The market cap of Ether, for example, is roughly $16 billion. With 80 percent (almost $700 million worth) of crypto loans originated being in SAI, collateralized by Ether, almost 5 percent of the Ether supply is connected to SAI lending markets. According to Forbes, as of April this year, “Two percent of all ether, or about $339 million worth of ether, is locked up in Dai. Compound has about $34 million in locked ether, while Dharma has roughly $10 million.”  Compound is a crypto money market issuer.

Loans outstandingCourtesy Loan Scan, Current loans outstanding

With SAI and DAI so prominent in these figures, there is a possibility that lending will become more rewarding than staking as Ethereum moves from PoW to PoS, potentially threatening its security, as well as all other PoS networks.

PoS Network Security Relies on Staking Rewards

In most PoS algorithms, two-thirds of all staked assets need to be owned by honest actors to ensure the security of the network. But what could happen if yields from lending become more attractive than those for staking? Rational stakers would stop staking and start lending.

Tarun Chitra from Gauntlet calculated what he termed the ‘Competitive equilibria between staking and on-chain lending,’ in which he analyzed the interaction between PoS staking and on-chain lending. Chitra found that “High lending yields would likely lead to a reduction in network security as these yields would encourage rational actors to unexpectedly coordinate and reduce network security by optimizing for financial gain.”

Graphically, assuming Bitcoin-style deflationary block rewards, the pivot from staking to lending on the Ethereum network would look like this:

Lending overtakes stakingCourtesy Tarun Chitra, Hoe lent ETH overtakes staked ETH as block rewards fall

The implications are stark. Proof of Stake networks cannot safely reduce block rewards because doing so would encourage stakers to switch to lending. The pivot point would be that at which staking was less lucrative than lending. If block rewards were to fall continuously, the incentive to lend instead of staking would stay indefinitely.

Exposure to Attack

If block rewards on PoS networks do fall in this manner, the network will always be susceptible to attackers using collateral to borrow through smart contracts. By increasing borrowing demand, they will increase the interest rate.

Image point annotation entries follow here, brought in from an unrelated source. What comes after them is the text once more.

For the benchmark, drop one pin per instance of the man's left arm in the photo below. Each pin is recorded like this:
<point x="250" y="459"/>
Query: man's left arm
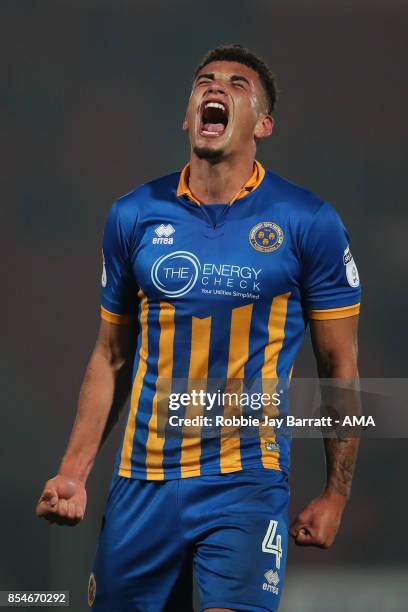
<point x="335" y="347"/>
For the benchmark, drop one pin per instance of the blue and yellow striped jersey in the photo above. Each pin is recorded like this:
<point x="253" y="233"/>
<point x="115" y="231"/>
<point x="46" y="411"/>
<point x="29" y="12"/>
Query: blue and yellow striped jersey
<point x="224" y="299"/>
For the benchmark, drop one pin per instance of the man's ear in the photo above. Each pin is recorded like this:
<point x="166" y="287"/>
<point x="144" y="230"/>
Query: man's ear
<point x="264" y="126"/>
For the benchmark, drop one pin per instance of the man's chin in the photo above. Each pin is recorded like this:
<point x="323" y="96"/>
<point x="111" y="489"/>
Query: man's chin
<point x="209" y="153"/>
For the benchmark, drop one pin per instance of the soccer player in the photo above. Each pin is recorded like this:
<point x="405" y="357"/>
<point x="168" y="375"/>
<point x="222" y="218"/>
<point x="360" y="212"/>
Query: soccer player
<point x="211" y="273"/>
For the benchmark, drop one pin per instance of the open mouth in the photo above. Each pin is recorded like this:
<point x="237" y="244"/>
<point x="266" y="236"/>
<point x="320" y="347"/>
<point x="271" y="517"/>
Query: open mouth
<point x="214" y="119"/>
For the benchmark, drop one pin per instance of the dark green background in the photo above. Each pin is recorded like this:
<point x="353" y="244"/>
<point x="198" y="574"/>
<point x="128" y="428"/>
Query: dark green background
<point x="92" y="101"/>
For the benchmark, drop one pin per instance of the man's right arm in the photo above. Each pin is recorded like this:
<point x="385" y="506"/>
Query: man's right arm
<point x="104" y="391"/>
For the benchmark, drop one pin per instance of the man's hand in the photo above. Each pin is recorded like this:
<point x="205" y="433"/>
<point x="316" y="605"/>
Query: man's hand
<point x="318" y="523"/>
<point x="63" y="501"/>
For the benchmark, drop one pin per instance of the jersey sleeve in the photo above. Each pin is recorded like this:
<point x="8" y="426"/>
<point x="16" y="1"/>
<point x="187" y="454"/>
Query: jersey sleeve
<point x="119" y="298"/>
<point x="331" y="283"/>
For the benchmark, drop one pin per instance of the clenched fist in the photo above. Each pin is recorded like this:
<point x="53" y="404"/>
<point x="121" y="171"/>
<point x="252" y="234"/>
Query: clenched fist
<point x="63" y="501"/>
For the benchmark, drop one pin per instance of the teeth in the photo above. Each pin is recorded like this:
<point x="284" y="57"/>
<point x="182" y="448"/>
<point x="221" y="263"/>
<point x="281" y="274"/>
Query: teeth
<point x="215" y="105"/>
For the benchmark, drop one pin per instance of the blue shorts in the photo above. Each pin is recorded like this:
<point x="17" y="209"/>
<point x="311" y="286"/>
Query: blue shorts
<point x="232" y="528"/>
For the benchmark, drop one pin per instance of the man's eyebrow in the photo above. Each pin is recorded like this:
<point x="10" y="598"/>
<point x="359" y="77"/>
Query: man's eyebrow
<point x="206" y="75"/>
<point x="238" y="77"/>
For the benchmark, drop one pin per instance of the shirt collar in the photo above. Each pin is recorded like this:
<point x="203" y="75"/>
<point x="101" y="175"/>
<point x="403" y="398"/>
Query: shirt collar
<point x="256" y="179"/>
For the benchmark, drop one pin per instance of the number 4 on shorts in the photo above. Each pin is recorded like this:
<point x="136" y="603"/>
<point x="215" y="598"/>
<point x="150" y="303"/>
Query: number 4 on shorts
<point x="268" y="544"/>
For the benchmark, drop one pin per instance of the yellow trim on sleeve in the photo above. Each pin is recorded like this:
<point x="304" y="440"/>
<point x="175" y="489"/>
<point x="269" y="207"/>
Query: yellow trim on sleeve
<point x="256" y="179"/>
<point x="335" y="313"/>
<point x="114" y="318"/>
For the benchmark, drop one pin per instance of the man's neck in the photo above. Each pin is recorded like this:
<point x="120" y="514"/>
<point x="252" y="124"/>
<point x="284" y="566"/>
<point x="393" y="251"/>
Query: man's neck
<point x="218" y="183"/>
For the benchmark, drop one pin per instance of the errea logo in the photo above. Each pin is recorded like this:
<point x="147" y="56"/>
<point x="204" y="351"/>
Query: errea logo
<point x="163" y="234"/>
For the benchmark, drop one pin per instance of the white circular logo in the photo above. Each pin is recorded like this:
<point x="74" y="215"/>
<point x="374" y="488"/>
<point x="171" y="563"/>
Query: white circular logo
<point x="175" y="274"/>
<point x="352" y="274"/>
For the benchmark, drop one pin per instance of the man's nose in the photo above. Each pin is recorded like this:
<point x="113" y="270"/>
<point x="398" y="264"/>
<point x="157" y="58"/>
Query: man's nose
<point x="216" y="88"/>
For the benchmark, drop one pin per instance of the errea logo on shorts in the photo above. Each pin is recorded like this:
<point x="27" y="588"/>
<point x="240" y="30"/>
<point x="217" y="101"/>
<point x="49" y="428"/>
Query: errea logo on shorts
<point x="163" y="234"/>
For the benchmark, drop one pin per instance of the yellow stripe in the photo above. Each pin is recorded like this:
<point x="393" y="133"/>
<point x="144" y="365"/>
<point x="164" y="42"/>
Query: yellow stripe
<point x="155" y="444"/>
<point x="276" y="332"/>
<point x="114" y="318"/>
<point x="230" y="455"/>
<point x="197" y="375"/>
<point x="126" y="456"/>
<point x="335" y="313"/>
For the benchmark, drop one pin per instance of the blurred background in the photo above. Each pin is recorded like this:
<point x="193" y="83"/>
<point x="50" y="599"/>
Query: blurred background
<point x="92" y="100"/>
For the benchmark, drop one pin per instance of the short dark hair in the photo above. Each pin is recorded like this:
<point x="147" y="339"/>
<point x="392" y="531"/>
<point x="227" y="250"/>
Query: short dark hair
<point x="238" y="53"/>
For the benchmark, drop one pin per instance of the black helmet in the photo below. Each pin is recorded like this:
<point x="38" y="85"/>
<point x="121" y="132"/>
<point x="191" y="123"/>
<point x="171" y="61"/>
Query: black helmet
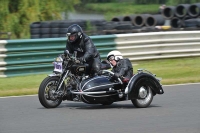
<point x="74" y="33"/>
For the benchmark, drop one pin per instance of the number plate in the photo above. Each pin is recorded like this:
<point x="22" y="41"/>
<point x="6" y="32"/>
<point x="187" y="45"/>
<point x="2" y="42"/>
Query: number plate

Once the interest rate hits the point at which it exceeds the rewards from staking, it will have the effect of attracting staked coins into the borrowing market — reducing the number of staked tokens. 

The twin knock-on effects of this are that as the number of tokens staked falls, traders may short the underlying asset due to its fading security, causing downward price pressure. Secondly, as more and more stakers abandon it for lending, a malicious actor could purchase a large number of tokens, stake them, and undermine the security of the network.

The implications for Proof of Stake chains are clear. Their security relies on inflationary tokenomic models. Without a continued level of incentives to stake tokens and help secure the network, the rewards from lending will erode interest in staking.

In deflationary models with falling block rewards, “on-chain lending smart contracts can cannibalize network security in PoS systems.” Tokenomic design becomes critical. Incentives to stake must always ensure that on-chain lending contracts cannot switch the balance in favor of lending over staking. PoS networks must deploy inflationary models to protect their own security.